The Budget vs. Health Care: Round 2

Ben D'Avanzo

Special Projects Manager

Late in March, the House adopted a budget proposal that calls for the dismantling of Medicare and Medicaid as well as the repeal of the Affordable Care Act and its critical consumer protections. In a report released last week, Families USA took a closer look at the Republican proposal.

The budget was an opening salvo on a battle for the future of health care for millions of Americans. Today, the battle continued in the House Ways and Means Committee, which has jurisdiction over taxes and some health care programs. The Republicans on the committee approved legislation that would make some of the cuts recommended by the budget, including a proposal that directly targets middle-class families who need assistance paying their health insurance premiums.

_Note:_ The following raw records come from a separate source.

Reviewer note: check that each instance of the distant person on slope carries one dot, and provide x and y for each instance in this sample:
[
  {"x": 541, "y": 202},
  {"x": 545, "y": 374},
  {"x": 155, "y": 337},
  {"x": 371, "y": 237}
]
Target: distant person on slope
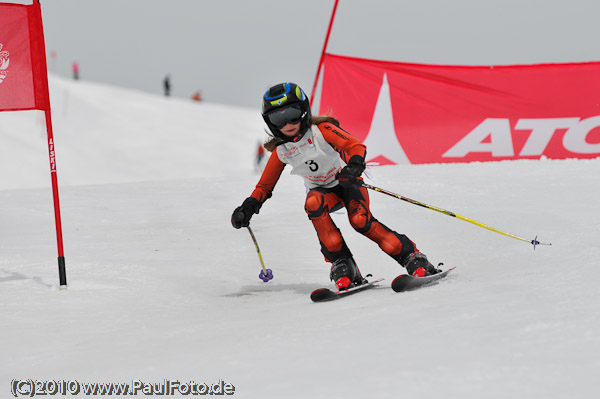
[
  {"x": 331, "y": 162},
  {"x": 167, "y": 85}
]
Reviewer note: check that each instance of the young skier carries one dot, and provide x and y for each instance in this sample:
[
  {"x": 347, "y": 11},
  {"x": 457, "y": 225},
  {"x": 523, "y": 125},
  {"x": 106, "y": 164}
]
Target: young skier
[{"x": 331, "y": 162}]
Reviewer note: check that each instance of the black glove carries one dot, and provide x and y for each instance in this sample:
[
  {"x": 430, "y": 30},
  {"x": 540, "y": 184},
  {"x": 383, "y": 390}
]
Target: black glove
[
  {"x": 242, "y": 214},
  {"x": 350, "y": 173}
]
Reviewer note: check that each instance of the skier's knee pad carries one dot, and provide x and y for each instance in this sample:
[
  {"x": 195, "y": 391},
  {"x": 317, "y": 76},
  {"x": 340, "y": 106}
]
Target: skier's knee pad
[
  {"x": 360, "y": 221},
  {"x": 314, "y": 205}
]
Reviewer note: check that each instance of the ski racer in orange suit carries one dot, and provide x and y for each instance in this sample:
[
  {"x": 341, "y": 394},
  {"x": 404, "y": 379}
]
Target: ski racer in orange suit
[{"x": 331, "y": 161}]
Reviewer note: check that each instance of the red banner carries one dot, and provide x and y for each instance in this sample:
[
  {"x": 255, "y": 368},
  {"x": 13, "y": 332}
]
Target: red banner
[
  {"x": 412, "y": 113},
  {"x": 23, "y": 76}
]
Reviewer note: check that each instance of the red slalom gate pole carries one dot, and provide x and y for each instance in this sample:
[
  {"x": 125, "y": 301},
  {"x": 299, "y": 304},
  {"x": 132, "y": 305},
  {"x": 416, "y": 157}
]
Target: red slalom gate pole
[
  {"x": 62, "y": 272},
  {"x": 312, "y": 93}
]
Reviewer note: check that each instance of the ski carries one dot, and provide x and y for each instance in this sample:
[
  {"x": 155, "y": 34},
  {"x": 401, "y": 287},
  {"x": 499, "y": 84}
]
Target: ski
[
  {"x": 325, "y": 294},
  {"x": 405, "y": 282}
]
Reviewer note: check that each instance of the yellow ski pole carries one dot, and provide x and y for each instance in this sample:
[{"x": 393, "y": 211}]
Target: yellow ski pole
[
  {"x": 534, "y": 242},
  {"x": 265, "y": 274}
]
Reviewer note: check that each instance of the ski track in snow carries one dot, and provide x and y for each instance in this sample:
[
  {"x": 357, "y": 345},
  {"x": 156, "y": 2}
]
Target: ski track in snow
[{"x": 162, "y": 287}]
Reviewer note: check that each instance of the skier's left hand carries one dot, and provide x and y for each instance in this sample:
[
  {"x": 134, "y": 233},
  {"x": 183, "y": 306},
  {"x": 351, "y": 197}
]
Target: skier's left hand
[{"x": 350, "y": 173}]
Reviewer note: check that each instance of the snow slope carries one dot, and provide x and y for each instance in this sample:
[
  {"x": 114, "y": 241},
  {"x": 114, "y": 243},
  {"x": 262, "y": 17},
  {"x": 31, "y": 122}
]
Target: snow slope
[{"x": 162, "y": 287}]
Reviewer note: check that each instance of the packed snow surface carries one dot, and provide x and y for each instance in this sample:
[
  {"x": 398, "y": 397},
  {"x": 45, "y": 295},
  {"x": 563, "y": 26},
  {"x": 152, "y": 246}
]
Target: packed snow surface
[{"x": 161, "y": 287}]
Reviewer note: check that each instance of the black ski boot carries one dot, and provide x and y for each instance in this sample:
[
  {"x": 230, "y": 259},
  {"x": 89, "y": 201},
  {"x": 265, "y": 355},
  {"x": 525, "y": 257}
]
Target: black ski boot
[
  {"x": 417, "y": 265},
  {"x": 345, "y": 274}
]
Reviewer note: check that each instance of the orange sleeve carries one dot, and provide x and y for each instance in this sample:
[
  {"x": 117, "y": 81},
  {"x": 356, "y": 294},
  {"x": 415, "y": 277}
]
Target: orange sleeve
[
  {"x": 269, "y": 178},
  {"x": 342, "y": 141}
]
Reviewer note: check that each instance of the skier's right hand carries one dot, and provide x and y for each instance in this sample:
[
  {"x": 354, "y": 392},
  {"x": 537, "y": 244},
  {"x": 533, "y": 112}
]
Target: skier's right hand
[{"x": 242, "y": 214}]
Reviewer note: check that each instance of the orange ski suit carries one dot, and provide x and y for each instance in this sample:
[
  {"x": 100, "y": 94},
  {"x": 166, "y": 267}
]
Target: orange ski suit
[{"x": 320, "y": 201}]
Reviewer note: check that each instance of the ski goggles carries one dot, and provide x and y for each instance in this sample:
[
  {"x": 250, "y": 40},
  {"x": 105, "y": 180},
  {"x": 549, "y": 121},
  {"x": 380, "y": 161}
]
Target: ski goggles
[{"x": 292, "y": 114}]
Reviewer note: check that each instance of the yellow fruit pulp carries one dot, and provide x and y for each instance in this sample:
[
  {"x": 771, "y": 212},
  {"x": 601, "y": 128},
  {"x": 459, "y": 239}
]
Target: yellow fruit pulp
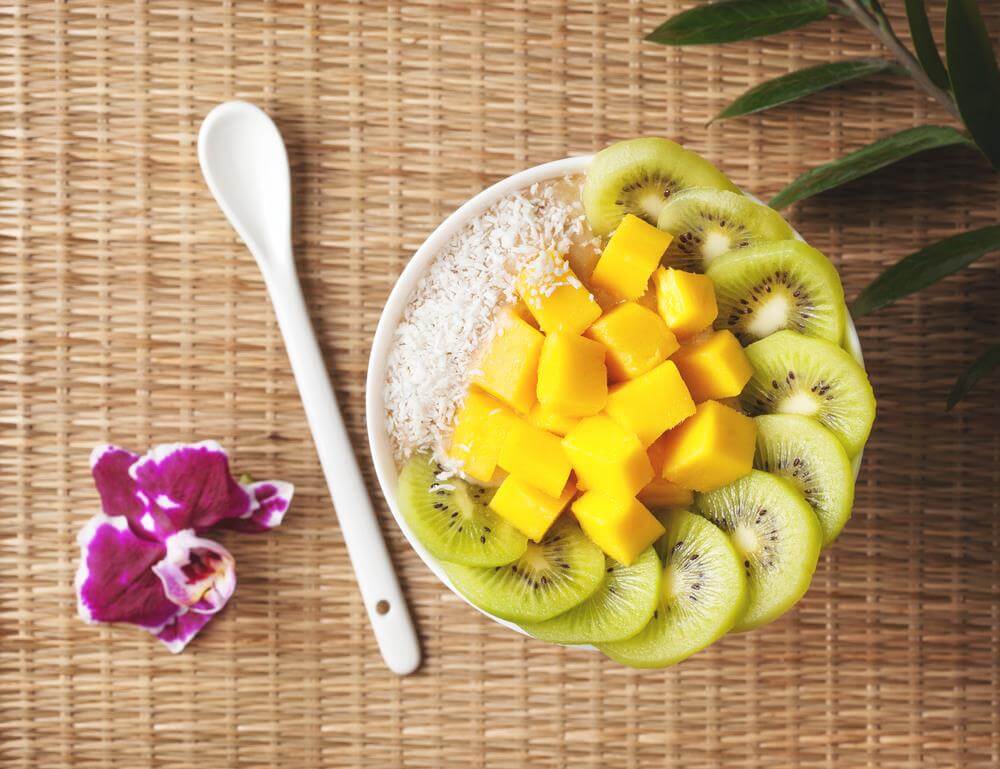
[
  {"x": 526, "y": 508},
  {"x": 632, "y": 253},
  {"x": 509, "y": 368},
  {"x": 481, "y": 426},
  {"x": 636, "y": 339},
  {"x": 572, "y": 379},
  {"x": 686, "y": 301},
  {"x": 714, "y": 366},
  {"x": 536, "y": 456},
  {"x": 621, "y": 526},
  {"x": 710, "y": 449},
  {"x": 606, "y": 457},
  {"x": 651, "y": 404}
]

Here's how it works: Starting in 2014, the Affordable Care Act will help uninsured middle-class families pay for health insurance premiums by giving them monthly tax credits, based on their predicted income. At the end of the year, the IRS makes sure that the right amount of credit was paid, based on a family's actual-rather than projected-income. The law protects the family from a huge bill by capping the tax penalty they will be obliged to pay if there is a difference between the projected income and actual income. So, families won't owe a lot of money to the IRS due to a simple, unexpected change in income, such as a mom getting a small year-end bonus.

Now, Republicans on the Ways and Means Committee have voted to eliminate these caps that protect middle-class taxpayers. While there are many other ways that the Committee could have found savings, its leadership decided to go after the middle class.

This has serious consequences. Families eligible for the tax credit should not be worrying about a heavy tax penalty when seeking help to afford health insurance. Fearing a potential tax penalty, thousands may choose to remain uninsured rather than risk paying a penalty if their family has unexpected income changes. This undermines the goal of the Affordable Care Act to reduce costs for families and to reduce the number of uninsured.

This attack on health care for families may be the latest, but it certainly will not be the last. With deficit reduction continuing to take up the spotlight, we can expect future efforts to follow the House-passed budget's proposals to cut critical health care programs. Look for Republicans to push these radical priorities that, like eliminating the penalty cap, will serve to raise the cost and reduce the availability of health care for all Americans.